İran bugün “Şii Hilali” isimli ve nedense en çok “Büyük İsrail Haritası”na hizmet edecek gibi duran projesini hayata geçirmek için yapması gerekenin Mısır’dan Suriye’ye, Lübnan’dan Türkiye’ye kadar “İhvancı” tüm tezleri etkisiz hale getirtmek olduğunu biliyor ve bu ajandayla hareket ediyor.
“Öteki” olarak Sünni Müslümanları tanımlayan İran’ın elindeki en büyük güçlerden biri ise İslam dünyasının dört bir yanında beslediği etki ajanları. Gâvura tek bir kurşun sıkma cesareti olmayan İran, iş Müslüman katletmeye gelince Nasrallah ve Süleymani gibi katilleriyle bir ölüm makinesine dönüşüyor.
Ve bunu yaparken de propaganda mekanizmalarını kullanarak kendi pisliklerine karşı çıkan her insanı, her merkezi, her hareketi “Amerikancı” olmakla suçluyor.
Sürülmüş tarlanın çocukları ister kabul etsin ister etmesin, İran, İslam ümmetinin başındaki belalardan bir tanesidir ve Irak’ı, Afganistan’ı, Suriye’yi, Lübnan’ı, Yemen’i hesaba kattığımızda görürüz ki son yirmi yılda Amerika’nın da, Rusya’nın da, İsrail’in de öldürdüğü Müslümandan çok daha fazla Müslüman öldürmüştür.
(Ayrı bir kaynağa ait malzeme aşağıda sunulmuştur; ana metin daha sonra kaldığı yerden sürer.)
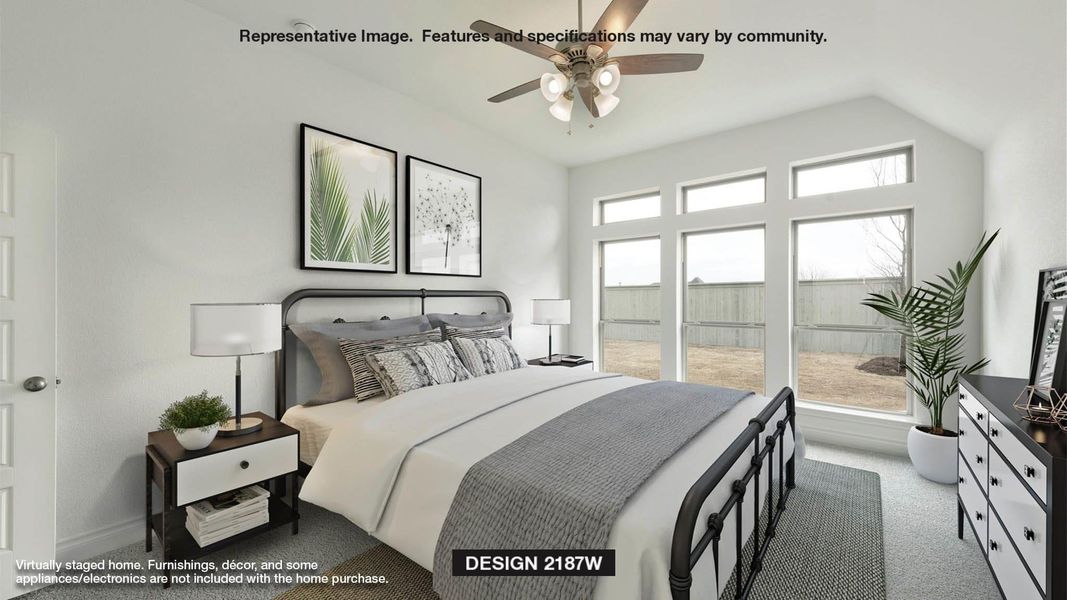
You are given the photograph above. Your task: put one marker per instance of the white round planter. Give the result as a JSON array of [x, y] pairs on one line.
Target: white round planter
[[196, 439], [933, 456]]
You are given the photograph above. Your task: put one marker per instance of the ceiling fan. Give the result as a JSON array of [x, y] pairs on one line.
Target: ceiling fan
[[585, 67]]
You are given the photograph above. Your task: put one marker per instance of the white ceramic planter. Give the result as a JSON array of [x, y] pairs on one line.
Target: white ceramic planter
[[196, 439], [933, 456]]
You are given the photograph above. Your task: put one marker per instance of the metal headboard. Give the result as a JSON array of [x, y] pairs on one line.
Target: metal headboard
[[281, 403]]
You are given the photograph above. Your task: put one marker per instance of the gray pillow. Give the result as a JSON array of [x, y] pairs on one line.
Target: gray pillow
[[321, 340]]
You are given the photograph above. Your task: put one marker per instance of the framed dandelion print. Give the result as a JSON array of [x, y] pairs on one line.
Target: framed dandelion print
[[349, 203], [444, 220]]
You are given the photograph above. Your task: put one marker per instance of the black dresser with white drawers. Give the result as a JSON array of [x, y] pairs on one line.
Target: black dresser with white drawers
[[1013, 489]]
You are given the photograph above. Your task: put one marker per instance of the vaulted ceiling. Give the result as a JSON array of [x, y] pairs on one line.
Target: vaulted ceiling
[[968, 66]]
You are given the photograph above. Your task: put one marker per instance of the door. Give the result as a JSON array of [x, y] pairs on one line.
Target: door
[[27, 349]]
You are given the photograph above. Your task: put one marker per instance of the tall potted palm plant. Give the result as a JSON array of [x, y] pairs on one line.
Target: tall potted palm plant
[[929, 317]]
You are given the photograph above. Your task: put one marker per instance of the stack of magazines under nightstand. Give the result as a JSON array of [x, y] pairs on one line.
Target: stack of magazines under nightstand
[[227, 515]]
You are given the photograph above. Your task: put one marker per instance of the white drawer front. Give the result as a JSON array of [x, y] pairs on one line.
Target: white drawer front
[[1012, 575], [975, 448], [1020, 458], [974, 408], [202, 477], [974, 503], [1022, 517]]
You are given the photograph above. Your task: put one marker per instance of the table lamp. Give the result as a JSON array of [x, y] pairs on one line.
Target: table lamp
[[551, 312], [235, 330]]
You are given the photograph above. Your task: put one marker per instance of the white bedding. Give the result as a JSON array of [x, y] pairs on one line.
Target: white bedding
[[315, 423], [395, 468]]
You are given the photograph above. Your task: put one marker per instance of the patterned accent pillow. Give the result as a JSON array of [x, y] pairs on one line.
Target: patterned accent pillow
[[483, 356], [365, 384], [475, 332], [420, 366]]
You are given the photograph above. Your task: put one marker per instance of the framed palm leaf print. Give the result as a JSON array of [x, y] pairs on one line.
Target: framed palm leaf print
[[349, 203], [444, 220]]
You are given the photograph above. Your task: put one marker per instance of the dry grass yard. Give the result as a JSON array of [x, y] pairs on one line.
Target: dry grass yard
[[828, 377]]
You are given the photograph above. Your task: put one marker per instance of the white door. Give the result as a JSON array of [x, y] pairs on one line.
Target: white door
[[27, 348]]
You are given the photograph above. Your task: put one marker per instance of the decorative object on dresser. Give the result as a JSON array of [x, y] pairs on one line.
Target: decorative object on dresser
[[551, 312], [195, 420], [1013, 489], [269, 456], [235, 330], [444, 220], [929, 318], [349, 203]]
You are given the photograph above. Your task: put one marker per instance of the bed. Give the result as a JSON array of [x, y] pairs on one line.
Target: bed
[[393, 468]]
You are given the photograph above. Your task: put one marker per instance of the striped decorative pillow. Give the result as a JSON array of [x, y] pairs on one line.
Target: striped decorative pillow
[[483, 356], [482, 332], [364, 383]]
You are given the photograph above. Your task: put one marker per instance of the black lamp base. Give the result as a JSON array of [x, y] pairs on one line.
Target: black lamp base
[[249, 425]]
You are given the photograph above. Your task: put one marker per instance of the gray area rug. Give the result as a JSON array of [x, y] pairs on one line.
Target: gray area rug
[[829, 546]]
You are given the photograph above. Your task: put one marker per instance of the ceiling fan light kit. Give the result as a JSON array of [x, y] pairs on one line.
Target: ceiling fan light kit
[[585, 66]]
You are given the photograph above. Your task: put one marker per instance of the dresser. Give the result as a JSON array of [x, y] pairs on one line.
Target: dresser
[[1013, 489]]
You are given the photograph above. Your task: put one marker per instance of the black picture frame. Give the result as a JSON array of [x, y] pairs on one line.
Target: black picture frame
[[305, 263], [410, 218], [1051, 303]]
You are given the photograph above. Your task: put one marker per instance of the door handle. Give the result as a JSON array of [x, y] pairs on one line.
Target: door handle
[[35, 383]]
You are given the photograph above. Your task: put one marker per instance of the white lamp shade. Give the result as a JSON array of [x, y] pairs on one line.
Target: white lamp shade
[[561, 109], [234, 330], [552, 312]]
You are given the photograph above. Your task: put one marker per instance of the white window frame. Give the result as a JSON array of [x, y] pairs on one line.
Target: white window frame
[[795, 328], [907, 149], [686, 324]]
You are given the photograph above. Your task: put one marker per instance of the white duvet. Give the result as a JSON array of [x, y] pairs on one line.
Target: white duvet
[[394, 470]]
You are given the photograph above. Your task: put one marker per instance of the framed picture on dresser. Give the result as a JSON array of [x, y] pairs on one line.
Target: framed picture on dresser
[[348, 203], [444, 220]]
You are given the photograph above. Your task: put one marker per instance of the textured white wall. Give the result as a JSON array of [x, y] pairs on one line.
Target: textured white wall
[[178, 183], [945, 199]]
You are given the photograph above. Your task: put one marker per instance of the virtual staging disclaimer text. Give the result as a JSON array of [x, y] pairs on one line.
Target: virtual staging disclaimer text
[[573, 35], [228, 572]]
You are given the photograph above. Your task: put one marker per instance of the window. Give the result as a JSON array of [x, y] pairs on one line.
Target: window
[[736, 191], [845, 353], [725, 309], [630, 208], [630, 308], [854, 173]]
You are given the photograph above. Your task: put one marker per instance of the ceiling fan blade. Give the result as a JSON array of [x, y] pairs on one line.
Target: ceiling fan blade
[[651, 64], [618, 17], [587, 98], [516, 91], [525, 45]]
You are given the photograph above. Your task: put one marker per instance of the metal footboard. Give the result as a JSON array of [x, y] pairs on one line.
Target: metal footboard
[[684, 555]]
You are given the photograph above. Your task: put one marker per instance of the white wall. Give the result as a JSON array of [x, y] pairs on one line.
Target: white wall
[[178, 183], [1025, 195], [945, 198]]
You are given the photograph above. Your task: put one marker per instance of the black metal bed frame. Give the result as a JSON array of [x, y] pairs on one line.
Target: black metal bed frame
[[683, 556]]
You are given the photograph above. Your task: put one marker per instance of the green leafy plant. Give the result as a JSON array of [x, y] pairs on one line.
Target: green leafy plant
[[928, 316], [194, 412], [371, 245]]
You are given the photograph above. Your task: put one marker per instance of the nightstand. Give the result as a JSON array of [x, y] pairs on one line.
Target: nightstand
[[583, 362], [267, 458]]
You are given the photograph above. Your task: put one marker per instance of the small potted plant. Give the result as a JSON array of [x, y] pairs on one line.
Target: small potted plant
[[929, 316], [195, 420]]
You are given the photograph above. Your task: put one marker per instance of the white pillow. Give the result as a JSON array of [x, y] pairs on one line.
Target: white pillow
[[483, 356]]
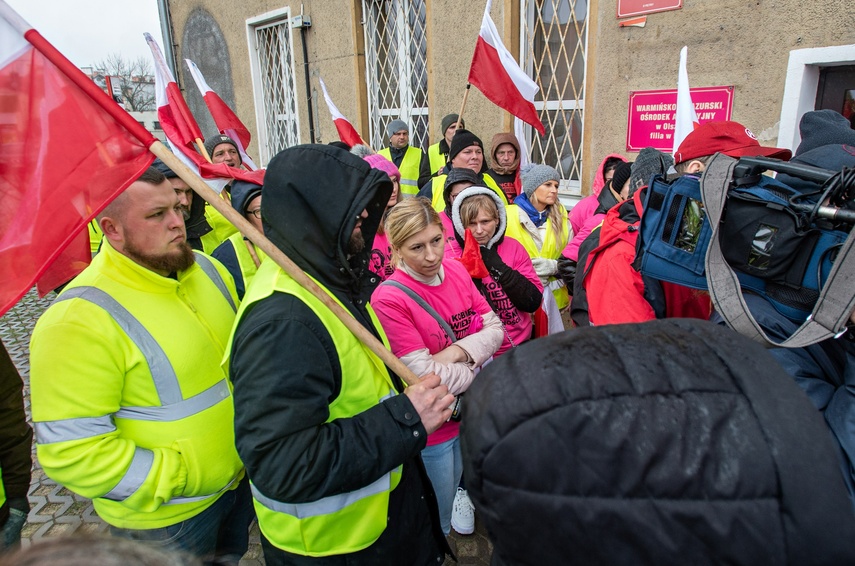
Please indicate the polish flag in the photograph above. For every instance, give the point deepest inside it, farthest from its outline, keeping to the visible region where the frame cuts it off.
(227, 121)
(685, 119)
(498, 76)
(68, 150)
(346, 132)
(182, 131)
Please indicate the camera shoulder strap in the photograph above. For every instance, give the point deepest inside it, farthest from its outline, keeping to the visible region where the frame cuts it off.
(836, 300)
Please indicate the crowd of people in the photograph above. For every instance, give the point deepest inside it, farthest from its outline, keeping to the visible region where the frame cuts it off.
(189, 385)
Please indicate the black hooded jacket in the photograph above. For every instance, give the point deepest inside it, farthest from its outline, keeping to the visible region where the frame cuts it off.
(667, 442)
(286, 370)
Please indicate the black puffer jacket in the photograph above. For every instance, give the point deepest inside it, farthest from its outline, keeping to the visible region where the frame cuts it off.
(668, 442)
(286, 370)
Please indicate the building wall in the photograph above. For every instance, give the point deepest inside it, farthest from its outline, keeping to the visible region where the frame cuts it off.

Ajandası ümmetin ajandası değildir. Mezhepçi, Pers yayılmacılığına dayalı, Safevi Şia’sının “Ebubekir’den, Ömer’den, Yavuz’dan intikam alacağız” ilkelliğine bağlı bir organizasyondur.
Şimdi bana gönlünüzce Amerikancı diyebilirsiniz. Ben de İhvan’a, Nahda’ya, İslami Selamet Cephesi’ne, Cemaat-i İslami’ye “Amerikancı” diyen İran’ın tam karşısında durmaya devam edeceğim. Tebriz’in, Mekke’nin, Kudüs’ün, Kahire’nin tam anlamıyla özgür olduğu bir dünya için uğraşıp didinmeye devam edeceğim.